Tag: J. Miguel Rubi

Cost of Thermal Noise Suppression published in J. Phys. A.

Thermal noise suppression: How much does it cost?

Thermal noise suppression: How much does it cost?
Giovanni Volpe, Jan Wehr, Dmitri Petrov & J. Miguel Rubi
Journal of Physics A: Mathematical and Theoretical 42(9), 095005 (2009)
DOI: 10.1088/1751-8113/42/9/095005
arXiv: 0711.0923

In order to stabilize the behavior of noisy systems, confining it around a desirable state, an effort is required to suppress the intrinsic noise. This noise suppression task entails a cost. For the important case of thermal noise in an overdamped system, we show that the minimum cost is achieved when the system control parameters are held constant: any additional deterministic or random modulation produces an increase of the cost. We discuss the implications of this phenomenon for those overdamped systems whose control parameters are intrinsically noisy, presenting a case study based on the example of a Brownian particle optically trapped in an oscillating potential.

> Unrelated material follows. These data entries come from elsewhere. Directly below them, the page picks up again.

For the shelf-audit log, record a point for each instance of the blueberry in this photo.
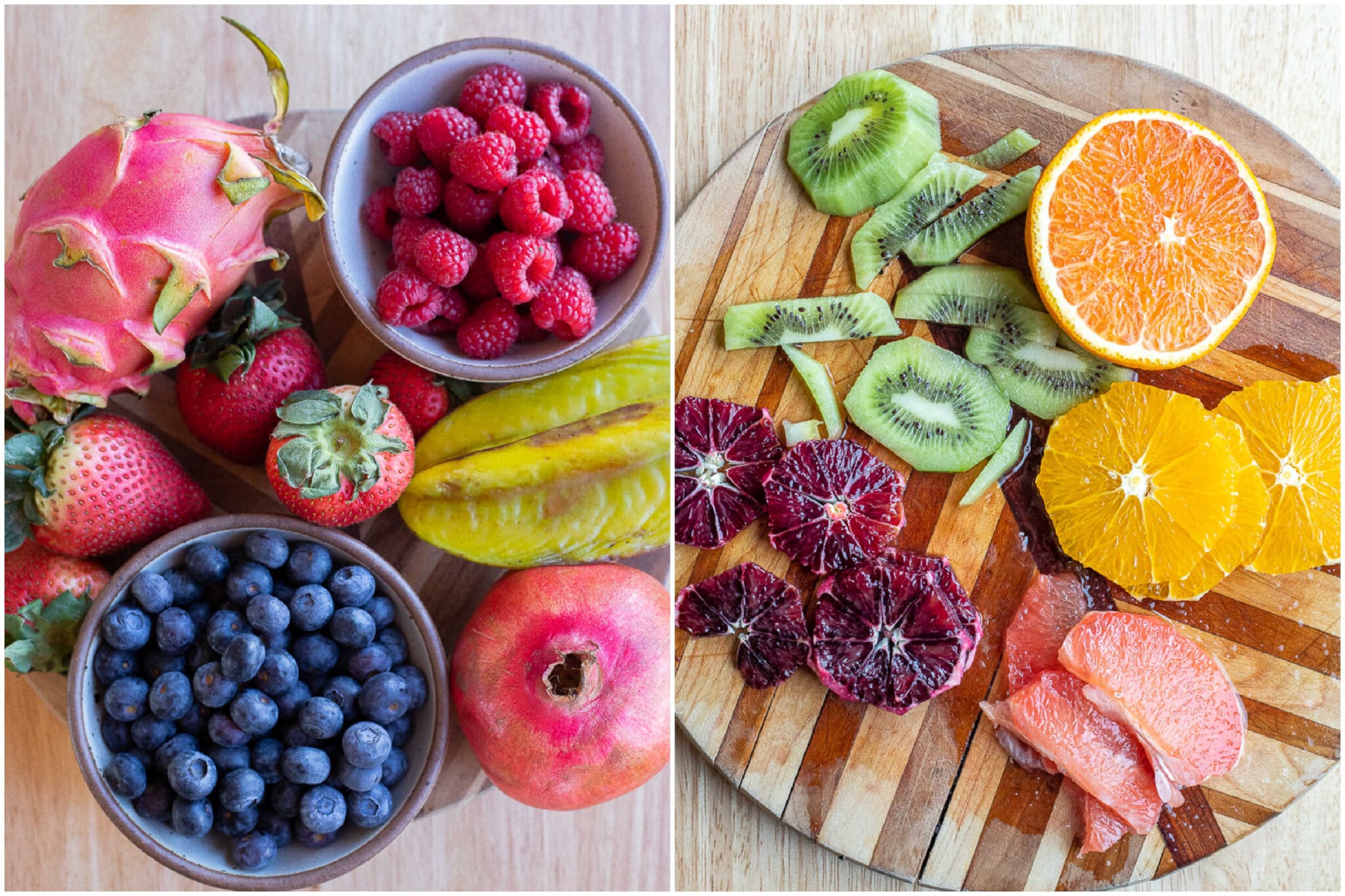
(155, 802)
(366, 744)
(236, 824)
(382, 609)
(225, 733)
(174, 630)
(246, 581)
(127, 628)
(384, 698)
(351, 586)
(309, 563)
(278, 673)
(268, 548)
(191, 817)
(242, 660)
(185, 589)
(110, 664)
(192, 775)
(170, 696)
(151, 591)
(351, 628)
(173, 748)
(372, 807)
(417, 689)
(125, 775)
(206, 563)
(223, 626)
(125, 699)
(213, 687)
(311, 608)
(268, 614)
(320, 717)
(315, 653)
(395, 767)
(322, 809)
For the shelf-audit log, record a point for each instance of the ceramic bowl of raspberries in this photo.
(498, 210)
(259, 703)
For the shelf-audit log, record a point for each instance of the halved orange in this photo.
(1149, 238)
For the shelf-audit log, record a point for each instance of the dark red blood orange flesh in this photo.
(763, 612)
(722, 454)
(831, 505)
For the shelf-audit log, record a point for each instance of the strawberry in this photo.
(93, 486)
(242, 367)
(340, 456)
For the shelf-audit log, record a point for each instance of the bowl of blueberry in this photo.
(259, 703)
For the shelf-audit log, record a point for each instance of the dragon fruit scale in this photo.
(127, 246)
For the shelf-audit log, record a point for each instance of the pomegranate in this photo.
(562, 683)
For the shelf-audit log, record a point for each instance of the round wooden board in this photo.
(930, 797)
(450, 586)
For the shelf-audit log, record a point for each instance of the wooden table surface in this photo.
(62, 82)
(739, 69)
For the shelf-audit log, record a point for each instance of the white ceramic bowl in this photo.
(355, 168)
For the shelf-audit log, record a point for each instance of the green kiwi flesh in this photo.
(943, 241)
(862, 141)
(818, 379)
(931, 408)
(939, 184)
(808, 320)
(1003, 461)
(1042, 379)
(1007, 150)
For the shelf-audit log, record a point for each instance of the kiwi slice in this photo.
(1009, 148)
(818, 379)
(1003, 461)
(943, 241)
(1042, 379)
(808, 320)
(934, 409)
(939, 184)
(862, 141)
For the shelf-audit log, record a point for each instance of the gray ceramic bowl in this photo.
(206, 859)
(355, 168)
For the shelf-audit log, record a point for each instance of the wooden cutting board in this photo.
(451, 587)
(930, 797)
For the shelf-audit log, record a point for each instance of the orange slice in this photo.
(1149, 238)
(1138, 484)
(1294, 435)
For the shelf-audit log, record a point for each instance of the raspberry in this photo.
(536, 203)
(519, 265)
(486, 161)
(604, 255)
(594, 206)
(586, 154)
(440, 131)
(443, 257)
(565, 305)
(381, 213)
(526, 129)
(489, 88)
(565, 109)
(396, 135)
(407, 233)
(470, 210)
(405, 299)
(417, 191)
(490, 331)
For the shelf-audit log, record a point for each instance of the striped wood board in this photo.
(930, 797)
(451, 587)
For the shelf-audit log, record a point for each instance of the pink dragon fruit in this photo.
(128, 245)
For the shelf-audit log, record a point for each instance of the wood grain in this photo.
(1015, 836)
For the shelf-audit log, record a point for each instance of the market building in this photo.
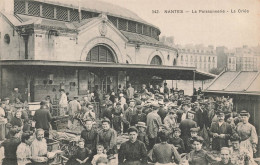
(199, 56)
(48, 45)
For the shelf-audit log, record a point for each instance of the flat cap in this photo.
(195, 129)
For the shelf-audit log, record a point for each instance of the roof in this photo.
(143, 39)
(162, 71)
(28, 20)
(99, 7)
(243, 82)
(75, 26)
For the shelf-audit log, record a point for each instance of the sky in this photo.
(219, 29)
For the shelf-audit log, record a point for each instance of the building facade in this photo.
(50, 45)
(203, 58)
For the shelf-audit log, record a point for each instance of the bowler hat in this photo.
(43, 102)
(139, 107)
(132, 129)
(195, 129)
(105, 120)
(172, 110)
(136, 95)
(18, 106)
(192, 112)
(244, 113)
(177, 129)
(155, 105)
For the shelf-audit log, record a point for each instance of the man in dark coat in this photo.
(89, 135)
(43, 118)
(133, 151)
(185, 127)
(220, 131)
(139, 116)
(130, 112)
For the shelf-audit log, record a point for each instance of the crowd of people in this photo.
(164, 127)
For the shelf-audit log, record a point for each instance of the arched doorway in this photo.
(98, 79)
(100, 53)
(156, 60)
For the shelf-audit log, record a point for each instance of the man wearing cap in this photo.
(133, 151)
(107, 137)
(74, 107)
(130, 92)
(183, 113)
(162, 112)
(247, 133)
(107, 112)
(122, 99)
(43, 117)
(220, 131)
(153, 123)
(137, 99)
(15, 97)
(143, 90)
(130, 112)
(10, 147)
(185, 127)
(89, 134)
(117, 113)
(170, 119)
(202, 120)
(139, 116)
(166, 90)
(89, 114)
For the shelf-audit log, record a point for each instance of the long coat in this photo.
(225, 128)
(129, 115)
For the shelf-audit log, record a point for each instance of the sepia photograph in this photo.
(129, 82)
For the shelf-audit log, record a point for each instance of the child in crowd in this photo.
(100, 153)
(102, 161)
(176, 140)
(194, 133)
(81, 156)
(142, 136)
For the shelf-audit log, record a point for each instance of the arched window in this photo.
(100, 53)
(174, 62)
(156, 60)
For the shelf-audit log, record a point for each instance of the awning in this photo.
(165, 72)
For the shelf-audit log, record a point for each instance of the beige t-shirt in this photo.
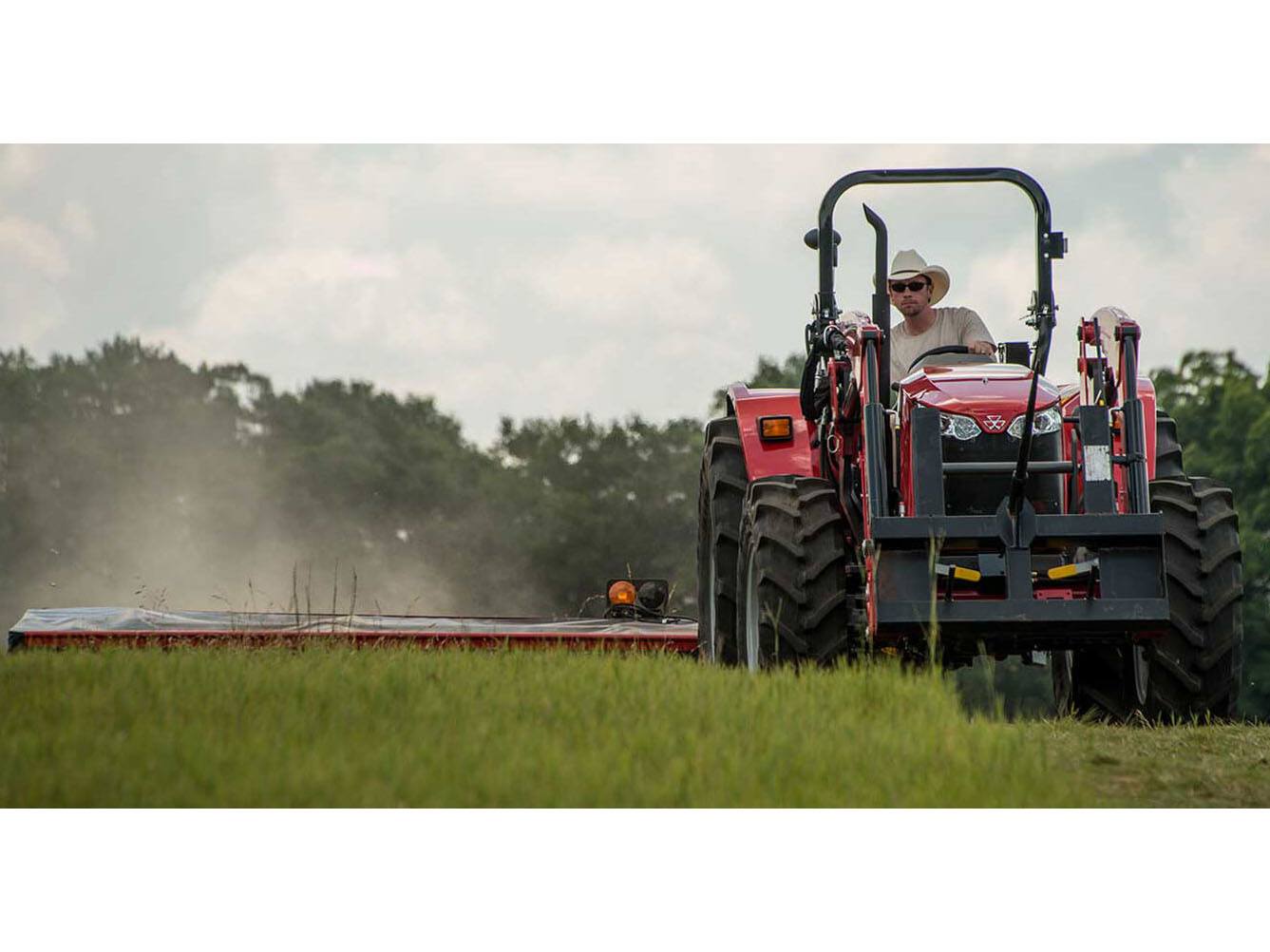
(952, 326)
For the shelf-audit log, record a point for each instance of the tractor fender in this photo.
(764, 459)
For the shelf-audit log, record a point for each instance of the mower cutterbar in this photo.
(55, 628)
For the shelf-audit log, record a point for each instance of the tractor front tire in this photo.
(792, 576)
(1195, 666)
(720, 499)
(1194, 669)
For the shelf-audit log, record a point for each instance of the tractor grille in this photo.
(978, 495)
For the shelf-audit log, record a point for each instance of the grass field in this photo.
(408, 727)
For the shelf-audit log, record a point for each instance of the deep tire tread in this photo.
(796, 537)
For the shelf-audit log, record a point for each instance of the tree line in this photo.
(130, 477)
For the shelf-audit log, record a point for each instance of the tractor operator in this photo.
(915, 289)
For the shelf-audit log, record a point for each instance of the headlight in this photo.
(1047, 421)
(957, 428)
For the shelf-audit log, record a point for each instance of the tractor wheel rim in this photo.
(1141, 673)
(750, 614)
(711, 594)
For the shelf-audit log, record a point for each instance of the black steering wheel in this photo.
(945, 349)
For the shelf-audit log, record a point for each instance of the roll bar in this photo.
(1050, 245)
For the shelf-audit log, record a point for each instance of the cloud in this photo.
(19, 164)
(29, 245)
(76, 221)
(301, 313)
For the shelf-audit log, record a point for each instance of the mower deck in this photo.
(56, 628)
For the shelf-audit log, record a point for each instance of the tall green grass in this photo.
(410, 727)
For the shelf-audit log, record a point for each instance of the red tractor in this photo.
(971, 508)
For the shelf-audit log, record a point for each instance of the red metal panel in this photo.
(768, 459)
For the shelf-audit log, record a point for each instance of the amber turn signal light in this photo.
(776, 428)
(621, 594)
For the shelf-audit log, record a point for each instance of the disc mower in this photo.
(971, 508)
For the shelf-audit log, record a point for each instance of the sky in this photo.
(530, 281)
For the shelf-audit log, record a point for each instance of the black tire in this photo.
(720, 499)
(1115, 681)
(796, 595)
(1195, 668)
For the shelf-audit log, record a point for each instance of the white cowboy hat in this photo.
(909, 263)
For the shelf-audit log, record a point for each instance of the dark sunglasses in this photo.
(898, 286)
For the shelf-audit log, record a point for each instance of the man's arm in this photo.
(975, 334)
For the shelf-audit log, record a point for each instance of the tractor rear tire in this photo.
(720, 499)
(1195, 666)
(796, 598)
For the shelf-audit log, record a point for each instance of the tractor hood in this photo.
(978, 390)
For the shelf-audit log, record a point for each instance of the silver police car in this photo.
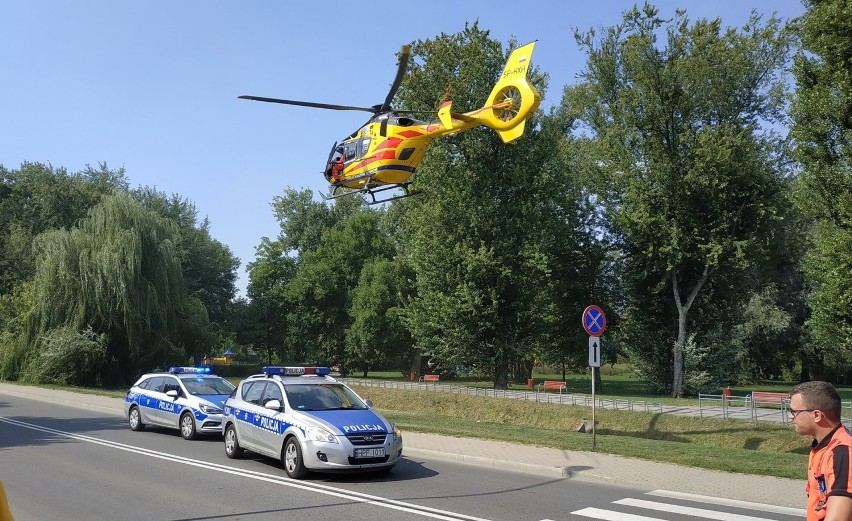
(185, 398)
(309, 421)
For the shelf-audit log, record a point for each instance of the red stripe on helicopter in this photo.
(389, 154)
(391, 142)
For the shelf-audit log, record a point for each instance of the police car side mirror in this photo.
(275, 405)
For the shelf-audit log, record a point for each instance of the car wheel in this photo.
(187, 426)
(294, 465)
(232, 444)
(134, 417)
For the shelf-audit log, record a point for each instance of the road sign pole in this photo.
(594, 322)
(594, 430)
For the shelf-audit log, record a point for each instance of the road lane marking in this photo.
(689, 511)
(359, 497)
(800, 512)
(609, 515)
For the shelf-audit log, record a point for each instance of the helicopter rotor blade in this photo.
(400, 73)
(309, 104)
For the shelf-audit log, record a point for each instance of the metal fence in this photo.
(709, 405)
(562, 398)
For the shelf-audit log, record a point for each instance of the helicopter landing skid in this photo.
(371, 192)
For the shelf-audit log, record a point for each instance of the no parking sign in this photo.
(594, 321)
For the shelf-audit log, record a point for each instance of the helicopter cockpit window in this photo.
(350, 151)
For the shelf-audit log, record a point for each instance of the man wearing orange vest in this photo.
(5, 514)
(815, 411)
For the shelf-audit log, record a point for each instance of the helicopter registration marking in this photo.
(520, 69)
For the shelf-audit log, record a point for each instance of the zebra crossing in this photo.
(665, 505)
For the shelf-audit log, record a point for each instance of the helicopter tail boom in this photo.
(512, 100)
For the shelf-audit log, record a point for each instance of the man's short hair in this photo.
(820, 396)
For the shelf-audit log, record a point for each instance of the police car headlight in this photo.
(320, 434)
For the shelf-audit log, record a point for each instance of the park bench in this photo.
(553, 385)
(769, 398)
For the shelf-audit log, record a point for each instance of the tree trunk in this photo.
(682, 310)
(501, 376)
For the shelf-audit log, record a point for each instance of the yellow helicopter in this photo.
(384, 153)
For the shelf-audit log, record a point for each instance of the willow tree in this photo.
(117, 274)
(686, 167)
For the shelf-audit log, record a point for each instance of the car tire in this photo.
(134, 418)
(294, 464)
(187, 426)
(232, 444)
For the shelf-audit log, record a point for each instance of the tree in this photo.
(378, 336)
(36, 198)
(689, 182)
(208, 266)
(485, 240)
(822, 133)
(320, 293)
(269, 309)
(118, 274)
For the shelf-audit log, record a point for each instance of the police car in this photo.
(309, 421)
(185, 398)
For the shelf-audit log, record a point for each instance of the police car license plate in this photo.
(369, 453)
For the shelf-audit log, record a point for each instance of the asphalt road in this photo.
(69, 464)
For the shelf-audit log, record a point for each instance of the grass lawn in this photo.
(727, 445)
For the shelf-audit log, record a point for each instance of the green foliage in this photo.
(493, 245)
(37, 198)
(822, 131)
(378, 336)
(67, 357)
(687, 173)
(320, 293)
(117, 273)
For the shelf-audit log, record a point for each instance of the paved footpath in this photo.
(589, 466)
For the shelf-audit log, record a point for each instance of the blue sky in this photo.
(152, 86)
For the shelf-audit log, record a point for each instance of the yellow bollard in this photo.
(5, 513)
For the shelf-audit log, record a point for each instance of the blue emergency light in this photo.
(204, 369)
(295, 371)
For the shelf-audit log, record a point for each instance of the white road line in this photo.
(379, 501)
(610, 515)
(730, 502)
(689, 511)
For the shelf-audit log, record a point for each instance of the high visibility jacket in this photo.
(829, 471)
(5, 514)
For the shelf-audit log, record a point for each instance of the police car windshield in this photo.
(207, 385)
(323, 397)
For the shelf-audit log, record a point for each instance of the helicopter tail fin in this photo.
(513, 99)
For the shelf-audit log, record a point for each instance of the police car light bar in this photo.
(296, 371)
(204, 369)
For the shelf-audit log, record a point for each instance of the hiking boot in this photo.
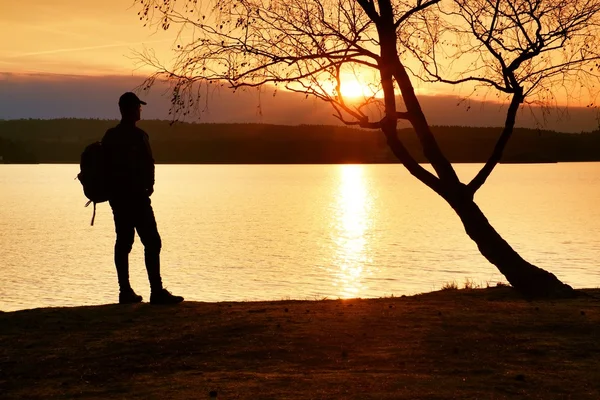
(164, 297)
(129, 297)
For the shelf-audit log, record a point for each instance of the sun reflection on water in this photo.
(351, 225)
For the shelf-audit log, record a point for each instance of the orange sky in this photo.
(74, 36)
(93, 37)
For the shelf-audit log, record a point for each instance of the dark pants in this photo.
(131, 214)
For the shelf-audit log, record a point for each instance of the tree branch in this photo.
(496, 155)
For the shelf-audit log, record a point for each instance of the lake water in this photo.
(272, 232)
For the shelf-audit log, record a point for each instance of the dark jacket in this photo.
(129, 160)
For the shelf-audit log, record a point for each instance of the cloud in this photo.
(70, 96)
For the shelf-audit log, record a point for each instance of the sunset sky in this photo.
(54, 53)
(74, 37)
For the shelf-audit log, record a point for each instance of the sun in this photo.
(352, 89)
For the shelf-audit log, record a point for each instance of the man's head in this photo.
(130, 106)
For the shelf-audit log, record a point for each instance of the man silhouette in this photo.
(131, 182)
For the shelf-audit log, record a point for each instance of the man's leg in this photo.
(145, 224)
(125, 229)
(146, 228)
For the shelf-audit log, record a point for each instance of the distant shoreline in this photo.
(63, 140)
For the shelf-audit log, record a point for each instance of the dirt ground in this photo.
(451, 344)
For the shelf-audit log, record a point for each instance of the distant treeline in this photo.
(62, 141)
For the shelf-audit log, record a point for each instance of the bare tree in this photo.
(308, 45)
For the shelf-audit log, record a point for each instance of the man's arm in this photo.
(148, 165)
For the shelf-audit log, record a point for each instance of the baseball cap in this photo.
(130, 99)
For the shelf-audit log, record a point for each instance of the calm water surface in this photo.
(271, 232)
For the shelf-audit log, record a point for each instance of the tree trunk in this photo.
(525, 277)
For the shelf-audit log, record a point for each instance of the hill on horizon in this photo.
(62, 141)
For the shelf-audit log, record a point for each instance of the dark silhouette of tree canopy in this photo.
(522, 49)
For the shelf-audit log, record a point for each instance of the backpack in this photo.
(94, 175)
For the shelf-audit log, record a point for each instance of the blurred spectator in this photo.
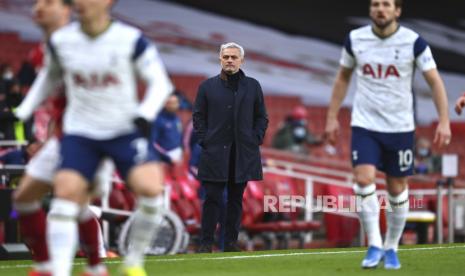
(167, 132)
(425, 160)
(294, 134)
(6, 119)
(7, 77)
(19, 156)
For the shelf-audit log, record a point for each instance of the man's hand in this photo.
(331, 131)
(443, 134)
(460, 104)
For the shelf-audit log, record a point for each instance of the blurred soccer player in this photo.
(384, 57)
(99, 61)
(50, 15)
(459, 104)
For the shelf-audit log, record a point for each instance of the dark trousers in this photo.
(213, 204)
(212, 208)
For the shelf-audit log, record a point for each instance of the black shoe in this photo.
(205, 248)
(232, 247)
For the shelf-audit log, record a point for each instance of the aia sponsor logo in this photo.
(380, 71)
(95, 81)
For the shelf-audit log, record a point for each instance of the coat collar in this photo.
(224, 77)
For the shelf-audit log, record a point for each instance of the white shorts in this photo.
(45, 163)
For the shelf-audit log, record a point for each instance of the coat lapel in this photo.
(241, 91)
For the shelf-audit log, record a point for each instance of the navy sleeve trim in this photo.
(141, 44)
(348, 45)
(419, 46)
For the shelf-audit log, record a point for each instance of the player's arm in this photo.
(460, 104)
(151, 70)
(341, 84)
(425, 62)
(443, 134)
(339, 93)
(45, 84)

Stochastic Resonant Damping published in Phys. Rev. E

Stochastic resonant damping in a noisy monostable system: Theory and experiment

Stochastic resonant damping in a noisy monostable system: Theory and experiment
Giovanni Volpe, Sandro Perrone, J. Miguel Rubi & Dmitri Petrov
Physical Review E 77(5), 051107 (2008)
DOI: 10.1103/PhysRevE.77.051107

Usually in the presence of a background noise an increased effort put in controlling a system stabilizes its behavior. Rarely it is thought that an increased control of the system can lead to a looser response and, therefore, to a poorer performance. Strikingly there are many systems that show this weird behavior; examples can be drawn form physical, biological, and social systems. Until now no simple and general mechanism underlying such behaviors has been identified. Here we show that such a mechanism, named stochastic resonant damping, can be provided by the interplay between the background noise and the control exerted on the system. We experimentally verify our prediction on a physical model system based on a colloidal particle held in an oscillating optical potential. Our result adds a tool for the study of intrinsically noisy phenomena, joining the many constructive facets of noise identified in the past decades—for example, stochastic resonance, noise-induced activation, and Brownian ratchets.